3. The authors regard localization as specialization.
- [19] Very likely both factors are at play ...
- This looks like a benign assertion, but it is in disagreement
with the facts. We know that the input-output wiring of the cortex
(including cortical neurons with axons that go outside the cortex)
does cause different parts of it to be dedicated to different
activities, so this factor is indeed very likely. As yet, nobody could
work out how any of internal features that vary across the cortex can
cause parts of it to specialize in anything, even though many people
tried to, and there is no experimental evidence for it. Thus, at the
moment, local structure and physiology of the cortex don't seem to
determine which region of the cortex is dedicated to what activity.
- [20] but Harpaz wants to...
- That is not 'harpaz wants'. The word 'specialization' is almost
universally used to refer to intrinsic property(ies) of the
specialized entity, rather than to the effects of other entities on
it. More relevantly, this is the way it is used in neuro- and
cognitive-sciences.
- [21] This might be a reasonable definition but it is not the one
used in cortical physiology.
- Using such a common word as 'specialization' in a different way in
cortical physiology is misleading for both neuro- and
cognitive-scientists, especially here, because it is the main 'take
home message' of the paper. It is even more important in a journal
like Current Biology, where most of the readers are not
cortical physiologists.
I also have my doubts about the claim itself. My impression is that
when Howard et al (and other cortical physiologists) say
'specialization', they do mean some physiological modifications, like
the rest of the world does.

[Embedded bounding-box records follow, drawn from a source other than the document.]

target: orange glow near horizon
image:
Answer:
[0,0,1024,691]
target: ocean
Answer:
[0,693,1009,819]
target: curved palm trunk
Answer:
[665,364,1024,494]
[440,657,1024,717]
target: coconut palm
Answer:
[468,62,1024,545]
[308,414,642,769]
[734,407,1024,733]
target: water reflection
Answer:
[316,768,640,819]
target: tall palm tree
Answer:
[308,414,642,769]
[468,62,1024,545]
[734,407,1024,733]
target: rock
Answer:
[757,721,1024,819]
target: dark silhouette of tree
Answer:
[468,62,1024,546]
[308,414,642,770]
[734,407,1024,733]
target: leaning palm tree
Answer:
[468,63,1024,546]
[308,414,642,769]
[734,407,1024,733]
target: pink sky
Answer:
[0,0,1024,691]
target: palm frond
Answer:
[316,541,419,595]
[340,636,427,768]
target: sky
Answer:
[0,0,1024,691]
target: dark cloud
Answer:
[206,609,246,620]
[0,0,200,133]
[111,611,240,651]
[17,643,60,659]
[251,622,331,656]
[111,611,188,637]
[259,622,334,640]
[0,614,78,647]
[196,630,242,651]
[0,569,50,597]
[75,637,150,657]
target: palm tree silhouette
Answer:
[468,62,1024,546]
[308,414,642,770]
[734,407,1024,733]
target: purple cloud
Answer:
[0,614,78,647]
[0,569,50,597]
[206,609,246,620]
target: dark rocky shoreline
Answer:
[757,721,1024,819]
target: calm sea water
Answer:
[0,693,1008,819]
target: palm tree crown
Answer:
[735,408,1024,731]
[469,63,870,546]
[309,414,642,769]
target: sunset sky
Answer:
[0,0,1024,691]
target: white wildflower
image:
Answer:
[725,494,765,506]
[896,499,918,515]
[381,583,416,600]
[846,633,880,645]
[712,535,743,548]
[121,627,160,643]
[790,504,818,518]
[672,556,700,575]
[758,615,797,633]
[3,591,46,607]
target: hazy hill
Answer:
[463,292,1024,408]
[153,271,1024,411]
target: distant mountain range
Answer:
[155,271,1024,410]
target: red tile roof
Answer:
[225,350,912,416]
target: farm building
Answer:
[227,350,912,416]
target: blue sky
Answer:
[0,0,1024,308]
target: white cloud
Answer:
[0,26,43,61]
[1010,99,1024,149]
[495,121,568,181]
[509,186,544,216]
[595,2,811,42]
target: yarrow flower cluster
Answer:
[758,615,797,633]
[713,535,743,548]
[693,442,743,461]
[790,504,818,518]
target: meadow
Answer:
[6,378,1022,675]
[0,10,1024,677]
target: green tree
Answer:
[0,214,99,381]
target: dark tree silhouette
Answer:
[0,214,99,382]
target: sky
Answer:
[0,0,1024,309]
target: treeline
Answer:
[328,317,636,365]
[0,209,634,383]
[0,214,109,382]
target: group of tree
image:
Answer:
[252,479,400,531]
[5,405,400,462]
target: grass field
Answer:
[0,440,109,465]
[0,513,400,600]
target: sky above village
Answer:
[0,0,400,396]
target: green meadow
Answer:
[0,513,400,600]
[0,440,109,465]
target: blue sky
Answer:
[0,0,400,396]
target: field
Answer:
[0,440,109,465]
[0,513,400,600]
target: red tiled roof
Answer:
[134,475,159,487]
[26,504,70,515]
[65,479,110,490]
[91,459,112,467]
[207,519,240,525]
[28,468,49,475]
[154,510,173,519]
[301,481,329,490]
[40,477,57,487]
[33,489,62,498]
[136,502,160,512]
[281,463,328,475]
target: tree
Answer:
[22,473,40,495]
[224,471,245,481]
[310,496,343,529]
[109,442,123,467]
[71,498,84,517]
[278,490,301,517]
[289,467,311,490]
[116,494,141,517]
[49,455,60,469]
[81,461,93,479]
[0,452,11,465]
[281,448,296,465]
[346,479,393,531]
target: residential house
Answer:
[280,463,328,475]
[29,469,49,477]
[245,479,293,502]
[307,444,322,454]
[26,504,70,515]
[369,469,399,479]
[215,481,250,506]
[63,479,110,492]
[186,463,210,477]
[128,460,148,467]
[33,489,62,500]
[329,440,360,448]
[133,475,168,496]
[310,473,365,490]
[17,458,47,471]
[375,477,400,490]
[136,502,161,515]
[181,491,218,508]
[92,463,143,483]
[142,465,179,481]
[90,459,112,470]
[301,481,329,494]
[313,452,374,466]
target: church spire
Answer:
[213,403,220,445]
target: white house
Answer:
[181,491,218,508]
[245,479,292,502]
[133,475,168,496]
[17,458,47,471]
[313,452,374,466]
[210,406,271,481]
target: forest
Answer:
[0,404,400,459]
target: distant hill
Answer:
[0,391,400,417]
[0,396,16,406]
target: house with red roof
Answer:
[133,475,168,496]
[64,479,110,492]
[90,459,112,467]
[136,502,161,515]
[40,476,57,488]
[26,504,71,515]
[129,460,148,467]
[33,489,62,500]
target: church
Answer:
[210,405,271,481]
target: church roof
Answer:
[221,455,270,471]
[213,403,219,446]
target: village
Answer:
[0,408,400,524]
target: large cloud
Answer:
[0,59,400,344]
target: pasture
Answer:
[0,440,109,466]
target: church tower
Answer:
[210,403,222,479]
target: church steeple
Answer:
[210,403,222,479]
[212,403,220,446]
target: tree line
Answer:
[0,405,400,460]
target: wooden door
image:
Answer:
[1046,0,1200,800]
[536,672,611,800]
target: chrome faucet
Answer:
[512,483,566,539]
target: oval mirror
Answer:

This is supported by the fact that the
reviewer fails to tell us what 'specialization' does mean in cortical
physiology.
- [22] the alternative "there is functional specialization for
motion in the mid-temporal" is neutral in this respect.
- But what does it mean? The reviewer did not tell us what
is the meaning of 'specialization' in cortical physiology. We
can interpret the reviewer as saying that it means something like
"assigned to" or "dedicated to", but it is significant that the
reviewer himself did not actually give any definition.